Good for: Drivers looking for little-traveled country roads in remote areas
Who should skip it: Drivers who want to avoid rough pavement
Length: 197 miles, about six hours
Photo op: Shortly after turning onto U.S. 64, park at the pull-off for views of Ocoee Lake and Ocoee Dam. If you time your trip with recreational release dates at Ocoee Dam No. 2, you can watch the whitewater rafters and kayakers brave the rapids. Several parking areas also have public restrooms if you need one.

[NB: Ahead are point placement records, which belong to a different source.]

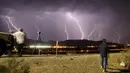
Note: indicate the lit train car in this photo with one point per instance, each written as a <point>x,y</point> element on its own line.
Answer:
<point>74,46</point>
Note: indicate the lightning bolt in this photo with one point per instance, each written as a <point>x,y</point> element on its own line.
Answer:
<point>91,32</point>
<point>82,33</point>
<point>100,34</point>
<point>38,30</point>
<point>118,39</point>
<point>9,19</point>
<point>67,35</point>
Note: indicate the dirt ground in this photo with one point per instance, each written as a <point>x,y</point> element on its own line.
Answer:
<point>70,63</point>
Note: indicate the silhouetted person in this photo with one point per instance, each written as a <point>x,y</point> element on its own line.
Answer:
<point>104,54</point>
<point>11,41</point>
<point>39,40</point>
<point>20,37</point>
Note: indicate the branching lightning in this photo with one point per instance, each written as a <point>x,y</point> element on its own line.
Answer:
<point>9,19</point>
<point>67,35</point>
<point>118,39</point>
<point>91,33</point>
<point>100,34</point>
<point>82,33</point>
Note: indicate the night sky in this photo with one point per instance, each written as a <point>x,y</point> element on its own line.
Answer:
<point>98,19</point>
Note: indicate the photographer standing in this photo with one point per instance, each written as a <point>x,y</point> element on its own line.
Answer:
<point>20,38</point>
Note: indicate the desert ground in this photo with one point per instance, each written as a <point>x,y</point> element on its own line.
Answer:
<point>67,63</point>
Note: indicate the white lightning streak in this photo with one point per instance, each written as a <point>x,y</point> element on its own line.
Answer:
<point>37,17</point>
<point>11,23</point>
<point>100,34</point>
<point>82,33</point>
<point>7,21</point>
<point>91,33</point>
<point>118,39</point>
<point>67,35</point>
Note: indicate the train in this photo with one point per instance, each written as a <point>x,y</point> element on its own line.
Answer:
<point>74,46</point>
<point>66,46</point>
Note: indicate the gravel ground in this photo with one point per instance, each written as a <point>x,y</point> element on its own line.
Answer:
<point>71,63</point>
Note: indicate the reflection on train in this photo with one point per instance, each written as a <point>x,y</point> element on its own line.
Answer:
<point>71,46</point>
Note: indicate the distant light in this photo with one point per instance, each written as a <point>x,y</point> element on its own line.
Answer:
<point>40,46</point>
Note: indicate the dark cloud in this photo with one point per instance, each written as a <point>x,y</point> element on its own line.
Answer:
<point>110,16</point>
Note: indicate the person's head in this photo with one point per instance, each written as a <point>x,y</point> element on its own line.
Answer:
<point>39,32</point>
<point>11,31</point>
<point>21,29</point>
<point>104,40</point>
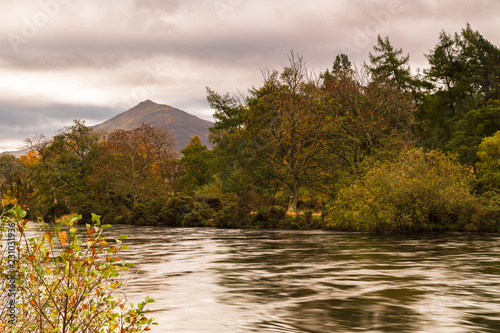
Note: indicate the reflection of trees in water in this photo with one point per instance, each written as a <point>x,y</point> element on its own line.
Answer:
<point>344,282</point>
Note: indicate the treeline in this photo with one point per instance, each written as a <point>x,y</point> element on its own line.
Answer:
<point>373,149</point>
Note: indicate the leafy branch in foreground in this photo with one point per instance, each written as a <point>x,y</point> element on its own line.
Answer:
<point>64,284</point>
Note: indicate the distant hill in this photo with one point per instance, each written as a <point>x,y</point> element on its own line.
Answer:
<point>181,124</point>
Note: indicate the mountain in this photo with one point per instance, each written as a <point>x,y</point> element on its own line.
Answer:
<point>181,124</point>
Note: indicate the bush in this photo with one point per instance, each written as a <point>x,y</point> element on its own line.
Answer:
<point>417,191</point>
<point>65,287</point>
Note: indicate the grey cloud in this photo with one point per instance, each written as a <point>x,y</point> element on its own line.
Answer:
<point>20,121</point>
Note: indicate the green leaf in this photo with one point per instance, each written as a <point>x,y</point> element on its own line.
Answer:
<point>96,218</point>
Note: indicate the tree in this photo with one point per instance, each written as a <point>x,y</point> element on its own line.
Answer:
<point>64,165</point>
<point>489,164</point>
<point>464,69</point>
<point>196,161</point>
<point>389,65</point>
<point>359,122</point>
<point>10,179</point>
<point>475,126</point>
<point>132,162</point>
<point>226,136</point>
<point>415,191</point>
<point>281,129</point>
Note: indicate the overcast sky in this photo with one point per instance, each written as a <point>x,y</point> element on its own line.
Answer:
<point>86,59</point>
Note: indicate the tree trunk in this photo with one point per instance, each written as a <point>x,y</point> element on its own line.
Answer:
<point>292,205</point>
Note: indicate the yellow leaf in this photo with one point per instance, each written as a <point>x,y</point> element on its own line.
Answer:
<point>63,237</point>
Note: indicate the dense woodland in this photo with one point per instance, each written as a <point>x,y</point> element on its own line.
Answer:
<point>377,148</point>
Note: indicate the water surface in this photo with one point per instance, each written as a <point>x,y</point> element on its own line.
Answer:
<point>210,280</point>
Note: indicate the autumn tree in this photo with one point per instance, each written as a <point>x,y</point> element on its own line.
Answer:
<point>281,129</point>
<point>196,161</point>
<point>63,167</point>
<point>226,137</point>
<point>489,162</point>
<point>133,162</point>
<point>475,126</point>
<point>359,122</point>
<point>464,69</point>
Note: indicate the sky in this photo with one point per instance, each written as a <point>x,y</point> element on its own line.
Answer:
<point>62,60</point>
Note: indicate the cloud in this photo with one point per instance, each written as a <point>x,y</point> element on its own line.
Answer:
<point>22,120</point>
<point>84,57</point>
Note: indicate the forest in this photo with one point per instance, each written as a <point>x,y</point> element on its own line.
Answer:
<point>379,148</point>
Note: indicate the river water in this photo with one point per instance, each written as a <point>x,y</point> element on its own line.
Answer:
<point>210,280</point>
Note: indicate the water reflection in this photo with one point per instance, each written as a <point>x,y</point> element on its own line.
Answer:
<point>208,280</point>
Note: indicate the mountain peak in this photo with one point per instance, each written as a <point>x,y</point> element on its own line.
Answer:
<point>147,102</point>
<point>181,124</point>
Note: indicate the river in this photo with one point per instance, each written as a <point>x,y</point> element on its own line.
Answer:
<point>236,281</point>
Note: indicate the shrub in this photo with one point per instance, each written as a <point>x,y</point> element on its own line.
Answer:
<point>417,191</point>
<point>68,286</point>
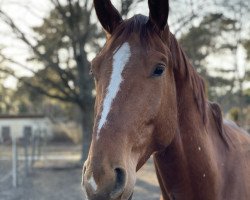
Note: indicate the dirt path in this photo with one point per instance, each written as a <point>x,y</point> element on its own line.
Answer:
<point>64,184</point>
<point>49,182</point>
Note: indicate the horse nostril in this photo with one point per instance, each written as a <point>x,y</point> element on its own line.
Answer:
<point>119,184</point>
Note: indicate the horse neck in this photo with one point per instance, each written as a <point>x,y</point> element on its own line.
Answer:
<point>186,167</point>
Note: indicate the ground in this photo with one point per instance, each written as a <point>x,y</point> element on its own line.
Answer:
<point>56,177</point>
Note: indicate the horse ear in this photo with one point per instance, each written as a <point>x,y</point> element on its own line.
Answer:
<point>107,14</point>
<point>158,13</point>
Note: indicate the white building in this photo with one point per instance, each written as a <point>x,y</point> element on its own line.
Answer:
<point>24,125</point>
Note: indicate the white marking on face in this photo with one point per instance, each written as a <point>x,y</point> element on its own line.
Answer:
<point>120,59</point>
<point>92,182</point>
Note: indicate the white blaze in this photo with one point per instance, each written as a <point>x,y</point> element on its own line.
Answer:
<point>120,59</point>
<point>92,182</point>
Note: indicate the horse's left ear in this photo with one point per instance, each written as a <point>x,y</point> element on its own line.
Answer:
<point>158,13</point>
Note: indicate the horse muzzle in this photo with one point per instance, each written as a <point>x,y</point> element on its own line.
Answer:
<point>103,184</point>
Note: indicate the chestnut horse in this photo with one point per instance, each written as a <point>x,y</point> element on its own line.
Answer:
<point>151,101</point>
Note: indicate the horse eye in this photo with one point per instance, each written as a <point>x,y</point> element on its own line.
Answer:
<point>159,69</point>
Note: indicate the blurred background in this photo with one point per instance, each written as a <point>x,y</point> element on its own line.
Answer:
<point>47,94</point>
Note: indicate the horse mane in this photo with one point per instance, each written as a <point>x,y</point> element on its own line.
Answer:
<point>182,67</point>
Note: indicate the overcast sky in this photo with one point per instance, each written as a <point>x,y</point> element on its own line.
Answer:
<point>28,13</point>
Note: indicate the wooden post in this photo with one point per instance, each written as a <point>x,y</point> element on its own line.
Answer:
<point>14,162</point>
<point>26,156</point>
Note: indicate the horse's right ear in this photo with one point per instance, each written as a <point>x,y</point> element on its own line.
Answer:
<point>107,15</point>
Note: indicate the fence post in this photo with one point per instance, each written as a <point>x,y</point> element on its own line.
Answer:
<point>26,156</point>
<point>14,162</point>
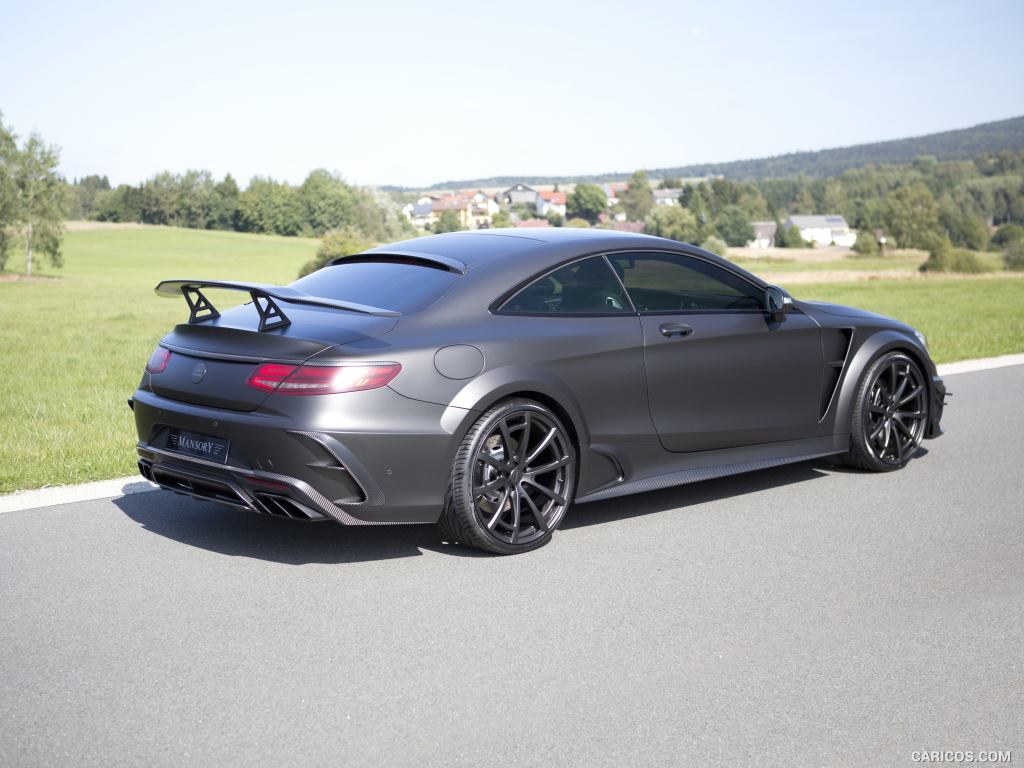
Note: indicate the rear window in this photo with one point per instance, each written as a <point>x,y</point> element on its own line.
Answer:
<point>400,285</point>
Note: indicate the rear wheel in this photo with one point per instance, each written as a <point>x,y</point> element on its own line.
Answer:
<point>512,480</point>
<point>890,415</point>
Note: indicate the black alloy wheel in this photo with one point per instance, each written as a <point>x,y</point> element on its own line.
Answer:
<point>891,414</point>
<point>512,480</point>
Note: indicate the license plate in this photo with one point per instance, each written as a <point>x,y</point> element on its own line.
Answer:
<point>202,445</point>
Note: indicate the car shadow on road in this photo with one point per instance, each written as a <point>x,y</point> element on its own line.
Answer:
<point>239,534</point>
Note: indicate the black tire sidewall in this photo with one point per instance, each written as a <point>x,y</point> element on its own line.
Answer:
<point>860,453</point>
<point>461,503</point>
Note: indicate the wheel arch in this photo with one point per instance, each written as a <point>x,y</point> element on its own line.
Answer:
<point>495,386</point>
<point>869,350</point>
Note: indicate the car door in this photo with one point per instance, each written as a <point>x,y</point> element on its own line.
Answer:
<point>576,324</point>
<point>720,372</point>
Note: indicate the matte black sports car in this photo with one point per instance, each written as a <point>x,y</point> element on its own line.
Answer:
<point>489,379</point>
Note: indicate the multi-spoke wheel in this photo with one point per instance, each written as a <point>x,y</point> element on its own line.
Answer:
<point>890,415</point>
<point>512,479</point>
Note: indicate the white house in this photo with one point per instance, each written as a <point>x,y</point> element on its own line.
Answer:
<point>667,197</point>
<point>516,195</point>
<point>764,235</point>
<point>823,230</point>
<point>551,202</point>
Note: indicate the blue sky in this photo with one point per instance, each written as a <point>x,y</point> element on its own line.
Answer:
<point>417,92</point>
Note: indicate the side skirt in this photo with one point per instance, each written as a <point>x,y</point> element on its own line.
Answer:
<point>730,462</point>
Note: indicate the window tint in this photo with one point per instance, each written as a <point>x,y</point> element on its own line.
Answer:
<point>402,285</point>
<point>671,283</point>
<point>587,287</point>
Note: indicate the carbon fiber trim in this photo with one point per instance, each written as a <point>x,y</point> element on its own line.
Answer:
<point>322,503</point>
<point>371,491</point>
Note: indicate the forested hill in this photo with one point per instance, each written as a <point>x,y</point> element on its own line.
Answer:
<point>960,144</point>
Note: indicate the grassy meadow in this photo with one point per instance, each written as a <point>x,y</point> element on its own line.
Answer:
<point>73,343</point>
<point>73,347</point>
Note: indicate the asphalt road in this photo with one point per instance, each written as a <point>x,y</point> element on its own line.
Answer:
<point>802,615</point>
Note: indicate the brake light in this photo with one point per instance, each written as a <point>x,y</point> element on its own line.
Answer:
<point>158,360</point>
<point>272,377</point>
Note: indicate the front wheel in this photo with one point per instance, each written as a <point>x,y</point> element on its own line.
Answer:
<point>512,479</point>
<point>890,414</point>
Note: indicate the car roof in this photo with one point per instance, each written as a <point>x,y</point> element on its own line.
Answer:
<point>475,247</point>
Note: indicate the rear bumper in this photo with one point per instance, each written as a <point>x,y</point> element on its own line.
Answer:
<point>938,393</point>
<point>384,460</point>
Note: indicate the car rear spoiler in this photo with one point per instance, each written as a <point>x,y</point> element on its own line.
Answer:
<point>264,298</point>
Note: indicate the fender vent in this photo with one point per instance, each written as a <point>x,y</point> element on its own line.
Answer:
<point>836,346</point>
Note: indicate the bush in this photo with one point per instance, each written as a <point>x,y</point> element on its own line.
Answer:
<point>715,245</point>
<point>1008,235</point>
<point>343,242</point>
<point>966,262</point>
<point>866,244</point>
<point>939,255</point>
<point>1013,257</point>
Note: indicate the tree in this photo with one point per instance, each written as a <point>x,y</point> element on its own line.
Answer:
<point>8,190</point>
<point>939,255</point>
<point>41,201</point>
<point>270,207</point>
<point>912,215</point>
<point>343,242</point>
<point>224,206</point>
<point>1007,235</point>
<point>638,200</point>
<point>501,220</point>
<point>587,202</point>
<point>86,195</point>
<point>1013,257</point>
<point>734,226</point>
<point>329,202</point>
<point>446,222</point>
<point>963,227</point>
<point>674,222</point>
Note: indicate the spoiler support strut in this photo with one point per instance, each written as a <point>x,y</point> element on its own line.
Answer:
<point>202,309</point>
<point>264,298</point>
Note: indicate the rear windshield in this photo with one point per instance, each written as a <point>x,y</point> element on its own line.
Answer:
<point>388,285</point>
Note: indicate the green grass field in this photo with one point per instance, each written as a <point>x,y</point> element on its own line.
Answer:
<point>904,261</point>
<point>72,348</point>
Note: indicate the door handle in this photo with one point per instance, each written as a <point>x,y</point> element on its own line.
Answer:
<point>675,329</point>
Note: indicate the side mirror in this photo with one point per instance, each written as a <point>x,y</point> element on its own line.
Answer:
<point>777,303</point>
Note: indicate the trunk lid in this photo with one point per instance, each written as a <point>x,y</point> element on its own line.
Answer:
<point>211,361</point>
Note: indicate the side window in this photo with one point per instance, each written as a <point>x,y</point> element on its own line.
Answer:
<point>673,283</point>
<point>587,287</point>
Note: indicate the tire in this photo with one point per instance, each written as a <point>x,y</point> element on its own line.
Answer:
<point>890,414</point>
<point>497,500</point>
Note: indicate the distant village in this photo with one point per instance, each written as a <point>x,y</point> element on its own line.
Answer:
<point>522,206</point>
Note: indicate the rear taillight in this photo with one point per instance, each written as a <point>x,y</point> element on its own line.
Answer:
<point>158,360</point>
<point>272,377</point>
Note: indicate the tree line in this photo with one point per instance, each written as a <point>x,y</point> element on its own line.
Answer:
<point>33,200</point>
<point>324,202</point>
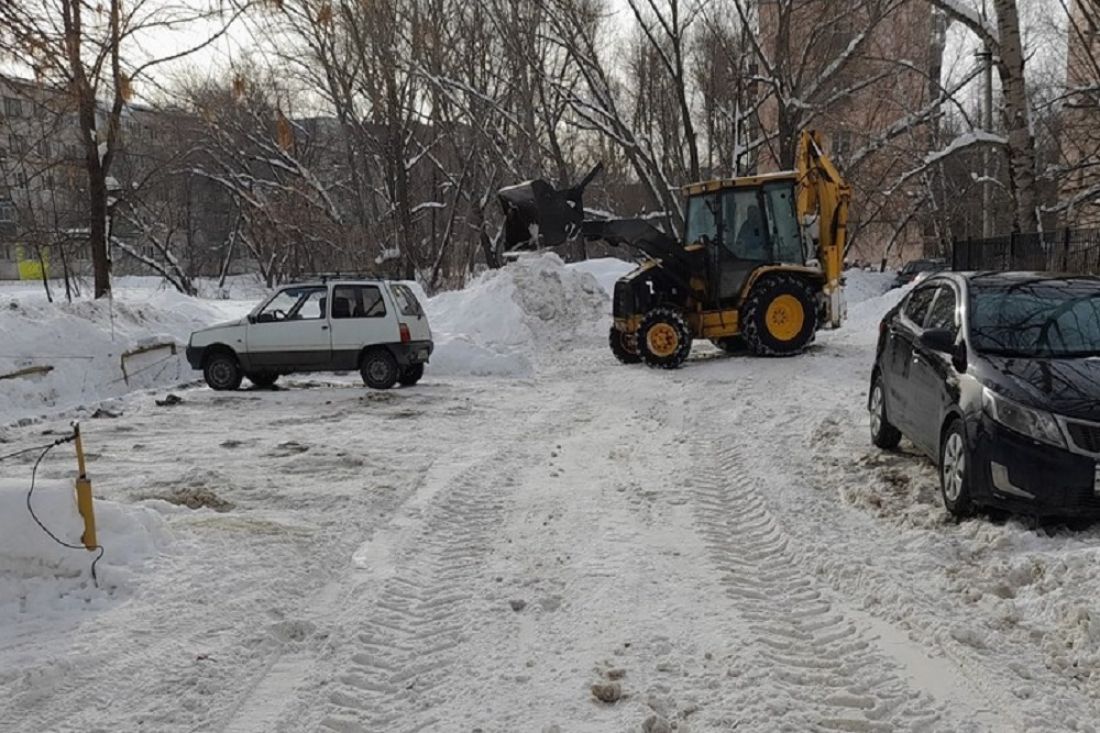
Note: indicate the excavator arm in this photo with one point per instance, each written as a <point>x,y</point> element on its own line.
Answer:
<point>824,195</point>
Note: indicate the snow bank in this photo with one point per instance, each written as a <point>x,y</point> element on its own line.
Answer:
<point>508,320</point>
<point>861,285</point>
<point>605,270</point>
<point>84,342</point>
<point>39,575</point>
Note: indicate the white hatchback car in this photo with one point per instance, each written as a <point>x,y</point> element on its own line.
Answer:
<point>374,326</point>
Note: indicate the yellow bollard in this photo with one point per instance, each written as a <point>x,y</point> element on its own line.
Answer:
<point>84,494</point>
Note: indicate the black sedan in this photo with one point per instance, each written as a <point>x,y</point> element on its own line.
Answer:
<point>997,378</point>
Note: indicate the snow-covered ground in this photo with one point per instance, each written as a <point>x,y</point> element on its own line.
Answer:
<point>722,543</point>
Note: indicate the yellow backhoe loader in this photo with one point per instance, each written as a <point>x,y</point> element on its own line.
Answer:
<point>759,266</point>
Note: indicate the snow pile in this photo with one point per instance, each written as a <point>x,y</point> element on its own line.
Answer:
<point>867,305</point>
<point>605,270</point>
<point>84,342</point>
<point>507,320</point>
<point>37,575</point>
<point>860,285</point>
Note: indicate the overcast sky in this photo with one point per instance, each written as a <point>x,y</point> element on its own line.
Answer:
<point>1044,28</point>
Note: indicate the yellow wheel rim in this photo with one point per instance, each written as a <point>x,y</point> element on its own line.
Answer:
<point>785,317</point>
<point>662,340</point>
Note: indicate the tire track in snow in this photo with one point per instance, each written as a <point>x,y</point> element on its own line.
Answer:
<point>397,653</point>
<point>407,638</point>
<point>820,673</point>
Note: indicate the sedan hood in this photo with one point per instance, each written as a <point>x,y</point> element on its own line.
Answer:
<point>1066,386</point>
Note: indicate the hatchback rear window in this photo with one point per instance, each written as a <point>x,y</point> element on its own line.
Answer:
<point>406,301</point>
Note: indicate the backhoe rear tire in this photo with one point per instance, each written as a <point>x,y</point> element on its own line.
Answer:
<point>779,317</point>
<point>624,346</point>
<point>663,339</point>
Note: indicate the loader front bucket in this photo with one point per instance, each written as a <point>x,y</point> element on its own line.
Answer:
<point>538,215</point>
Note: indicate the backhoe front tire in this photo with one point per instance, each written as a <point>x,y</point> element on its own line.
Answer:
<point>663,339</point>
<point>779,317</point>
<point>624,346</point>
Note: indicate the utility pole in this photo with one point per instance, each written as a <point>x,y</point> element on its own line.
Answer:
<point>987,122</point>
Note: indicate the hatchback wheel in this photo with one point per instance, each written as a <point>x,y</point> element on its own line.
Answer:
<point>883,434</point>
<point>955,471</point>
<point>380,369</point>
<point>222,372</point>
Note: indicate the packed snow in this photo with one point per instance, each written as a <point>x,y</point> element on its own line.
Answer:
<point>507,320</point>
<point>532,538</point>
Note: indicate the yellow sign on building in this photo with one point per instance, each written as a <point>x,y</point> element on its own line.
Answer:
<point>30,265</point>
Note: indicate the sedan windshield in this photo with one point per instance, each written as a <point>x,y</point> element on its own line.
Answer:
<point>1036,318</point>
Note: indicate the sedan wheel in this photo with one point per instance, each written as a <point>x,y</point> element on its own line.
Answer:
<point>883,434</point>
<point>955,471</point>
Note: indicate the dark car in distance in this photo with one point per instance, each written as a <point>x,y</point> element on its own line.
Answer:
<point>997,378</point>
<point>915,267</point>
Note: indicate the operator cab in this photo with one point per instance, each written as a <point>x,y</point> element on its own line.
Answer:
<point>744,223</point>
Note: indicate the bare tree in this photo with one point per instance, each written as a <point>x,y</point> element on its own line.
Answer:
<point>95,54</point>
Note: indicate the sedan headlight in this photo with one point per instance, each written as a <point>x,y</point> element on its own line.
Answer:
<point>1032,423</point>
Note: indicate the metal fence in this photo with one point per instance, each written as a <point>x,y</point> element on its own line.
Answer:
<point>1063,250</point>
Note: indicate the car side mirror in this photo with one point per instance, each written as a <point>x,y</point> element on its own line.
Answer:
<point>938,339</point>
<point>959,357</point>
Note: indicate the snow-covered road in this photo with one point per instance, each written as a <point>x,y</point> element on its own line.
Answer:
<point>474,554</point>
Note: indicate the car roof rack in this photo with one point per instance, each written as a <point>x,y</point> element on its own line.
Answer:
<point>326,276</point>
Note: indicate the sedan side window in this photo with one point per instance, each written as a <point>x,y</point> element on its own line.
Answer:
<point>916,306</point>
<point>358,302</point>
<point>942,314</point>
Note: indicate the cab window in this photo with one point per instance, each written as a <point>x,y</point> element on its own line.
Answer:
<point>358,302</point>
<point>916,305</point>
<point>744,234</point>
<point>702,221</point>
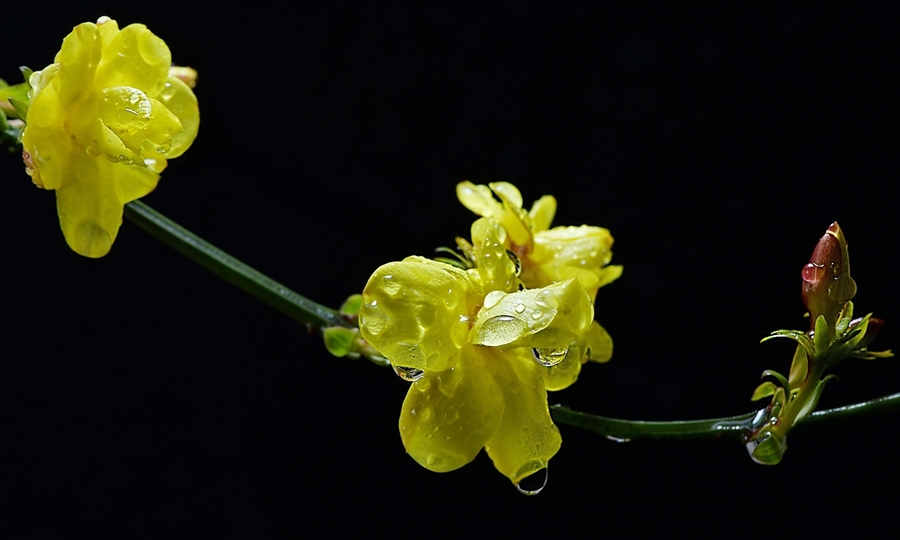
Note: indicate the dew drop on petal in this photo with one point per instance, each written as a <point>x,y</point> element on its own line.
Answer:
<point>500,330</point>
<point>550,357</point>
<point>493,298</point>
<point>407,373</point>
<point>533,484</point>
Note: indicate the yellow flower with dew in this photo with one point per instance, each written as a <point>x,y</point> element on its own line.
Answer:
<point>102,122</point>
<point>547,255</point>
<point>481,354</point>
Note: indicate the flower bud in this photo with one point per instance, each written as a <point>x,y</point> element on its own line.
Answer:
<point>827,284</point>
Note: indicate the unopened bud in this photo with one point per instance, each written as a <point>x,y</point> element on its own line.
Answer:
<point>827,284</point>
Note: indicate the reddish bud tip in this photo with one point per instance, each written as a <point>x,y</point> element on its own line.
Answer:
<point>827,284</point>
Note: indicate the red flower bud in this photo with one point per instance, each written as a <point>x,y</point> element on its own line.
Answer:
<point>827,284</point>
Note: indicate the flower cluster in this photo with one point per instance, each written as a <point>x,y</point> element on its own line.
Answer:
<point>483,341</point>
<point>102,122</point>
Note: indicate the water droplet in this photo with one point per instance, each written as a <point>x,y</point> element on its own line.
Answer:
<point>533,484</point>
<point>515,261</point>
<point>493,298</point>
<point>812,272</point>
<point>408,374</point>
<point>500,330</point>
<point>389,285</point>
<point>550,357</point>
<point>167,92</point>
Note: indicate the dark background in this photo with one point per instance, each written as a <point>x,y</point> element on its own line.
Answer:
<point>140,396</point>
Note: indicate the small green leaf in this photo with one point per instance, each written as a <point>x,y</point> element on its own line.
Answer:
<point>799,367</point>
<point>822,337</point>
<point>339,340</point>
<point>781,380</point>
<point>844,320</point>
<point>768,451</point>
<point>872,355</point>
<point>26,74</point>
<point>813,399</point>
<point>21,107</point>
<point>766,389</point>
<point>351,305</point>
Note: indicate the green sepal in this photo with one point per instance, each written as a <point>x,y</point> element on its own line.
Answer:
<point>339,340</point>
<point>844,320</point>
<point>872,355</point>
<point>813,399</point>
<point>351,305</point>
<point>796,335</point>
<point>799,367</point>
<point>769,451</point>
<point>21,107</point>
<point>781,380</point>
<point>765,389</point>
<point>822,337</point>
<point>26,74</point>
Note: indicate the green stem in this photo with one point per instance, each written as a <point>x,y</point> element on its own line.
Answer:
<point>311,313</point>
<point>732,427</point>
<point>232,270</point>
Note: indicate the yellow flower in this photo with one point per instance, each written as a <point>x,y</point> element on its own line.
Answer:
<point>547,255</point>
<point>103,120</point>
<point>481,352</point>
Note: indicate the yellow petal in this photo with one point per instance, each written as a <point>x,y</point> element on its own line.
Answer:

Worth a stop: Go by Benton's Smoky Mountain Country Hams, 2603 Highway 41 in Madisonville, to pick up some famous Benton's bacon, which can be found on the brunch menus of many of Chattanooga's best restaurants.
Where to eat: Donna's Old Town Cafe, 100 Collegedale St. S in Madisonville, is known for its buffets filled with home-style country cooking, including breakfast classics like sausage and biscuits, along with loads of lunch and dinner options, from chicken and fish to fried green tomatoes and pie.
Route: This long drive passes through charming little towns along the Ocoee River, with plenty of opportunities to stop and shop, eat or explore. From Hamilton Place mall, this route takes I-75 to U.S.-11 East, an old two-lane highway, toward Ocoee Lake and the Ocoee River. Next, you'll take on 33 miles of curves passing through the small communities of Ducktown, Turtletown and Tellico Plains before turning onto another highway toward the city of Englewood, past Athens and through Decatur before ending at Tennessee Riverpark.
Good for: Exploring small towns
Who should skip it: People who don't enjoy driving curvy roads
Length: 170 miles, about five hours
Photo op: Fields of the Wood, located a few minutes off of U.S. 68 and just across the North Carolina border on NC 294, is a unique 200-acre Biblical theme park with giant monuments. It was created by A.J. Tomlinson, then head of the Church of God of Prophecy, before his death in 1943, according to the church's website. You're unlikely to find a 300-foot-wide representation of the 10 Commandments stretched across a mountainside anywhere else.
Worth a stop: The Burra Burra mine, located just off U.S. 68 at 212 Burra Burra St. in Ducktown, was once the largest copper mine in the area, known as the Copper Basin. The site is now a giant sinkhole that formed when a portion of the mine collapsed, and it's also home to the Ducktown Basin Museum that focuses on the area's mining history.
Where to eat: Make a sweet stop at Dairy Barn, 1108 Congress Parkway in Athens, for a banana split or strawberry shortcake.